「全ての道はローマに通ず」ということわざを生み出したように、古代ローマでは道路網が発達していた。インフラ整備に力を注いだローマは、水道においても高い技術力を発揮する。その代表的な建造物のひとつが、フランス南部ニーム近郊のガール川(ガルドン川)に架かる水道橋、ポン・デュ・ガールだ。
※このイラストはイメージです
紀元前に始まり、地中海沿岸に広大な領土を持った古代ローマ帝国。道路・神殿・円形闘技場・大浴場のほか、水道の発達により水洗式の公共トイレも存在した。平和を長く保つ方法は、ローマ帝国のどの都でも変わらない快適な暮らしを提供すること。そのために何より大切なのは、きれいな水の確保だったが、当時のローマ都市のひとつ・ネマウススでは人口増加のため、公共施設で使用する水が不足していた。そこで、この水不足を解消する理想の泉(ユゼスの水源)を山間部で見つけ出す。しかし街まで水を引くには50kmもの水路が必要だった。

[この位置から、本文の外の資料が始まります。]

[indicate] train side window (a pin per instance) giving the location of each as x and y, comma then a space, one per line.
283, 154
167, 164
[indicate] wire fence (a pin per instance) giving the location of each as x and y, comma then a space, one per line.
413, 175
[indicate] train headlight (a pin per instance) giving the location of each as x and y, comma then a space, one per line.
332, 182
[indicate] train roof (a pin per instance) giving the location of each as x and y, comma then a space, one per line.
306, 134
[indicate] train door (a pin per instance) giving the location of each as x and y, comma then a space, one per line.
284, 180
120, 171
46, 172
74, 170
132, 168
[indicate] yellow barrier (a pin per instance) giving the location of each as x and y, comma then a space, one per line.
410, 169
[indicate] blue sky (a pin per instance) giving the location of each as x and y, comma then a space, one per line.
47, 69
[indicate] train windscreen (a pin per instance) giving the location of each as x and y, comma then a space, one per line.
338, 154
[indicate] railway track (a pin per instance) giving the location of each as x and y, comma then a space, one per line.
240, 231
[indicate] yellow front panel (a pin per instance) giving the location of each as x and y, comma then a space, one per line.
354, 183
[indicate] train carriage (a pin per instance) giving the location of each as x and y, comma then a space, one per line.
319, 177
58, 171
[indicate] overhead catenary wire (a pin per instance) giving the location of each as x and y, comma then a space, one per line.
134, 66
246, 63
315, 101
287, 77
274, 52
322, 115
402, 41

そこで古代ローマ皇帝アウグストゥスの腹心アグリッパの命令で、水路の建設に取りかかる。
ポンプのないこの時代、水を運ぶには水路に高低差をつける必要があった。水源地から街までの高低差は17mほどしかなく、1kmあたり34cmという微妙な勾配をつけて水が流れるよう設計しなければならなかった。その水路における難所が川。そこで建造されたのが、16階建てのビルに匹敵する高さ49mの三層構造の水道橋、ポン・デュ・ガールだ。この高度な建築技術により、水路はポンプを用いずに1日に2万立方メートルもの水を供給した。

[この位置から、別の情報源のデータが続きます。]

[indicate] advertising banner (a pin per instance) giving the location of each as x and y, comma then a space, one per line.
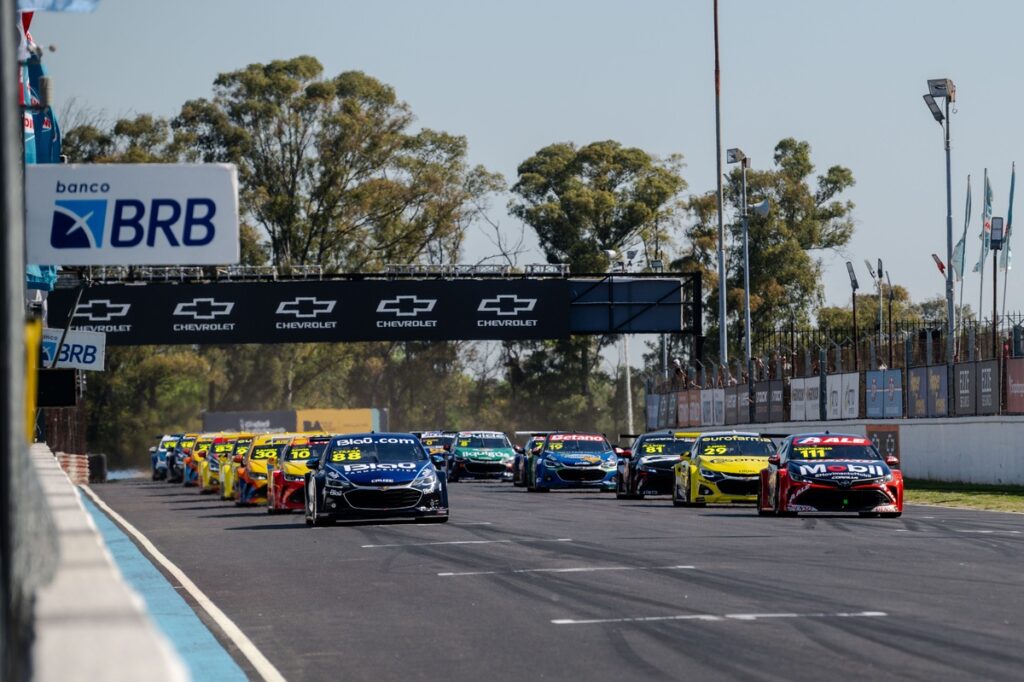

また、この水道橋の橋脚には、川に大量の水が流れてきても水圧を分散させる仕掛けがある。その仕掛けにより、2002年にフランスを襲った大水害でも壊れることはなかった。
「きれいで豊かな水をふんだんに使うことこそ贅沢」とされていた古代ローマ文化。
それは同時に疫病の蔓延を防ぎ、「ローマの平和」を維持することに貢献した。
そして2000年を経た今も壊れずに、その美しい姿を目にすることができる。18世紀の大哲学者ジャン=ジャック・ルソーはこの水道橋に圧倒され、「実物は予想を超えていた。そのようなことは私の人生で一度である。その巨大さの中で自分を卑小なものと思いながらも魂に高揚を覚え、“なぜローマ人に生まれなかったのか”とため息とともにつぶやいていた」とその経験を書き残している。
そして、ポン・デュ・ガールは現在の5ユーロ札裏側のモチーフにもなっている。
今なお研究が続けられ、私たちの探求心をくすぐる魅惑の橋だ。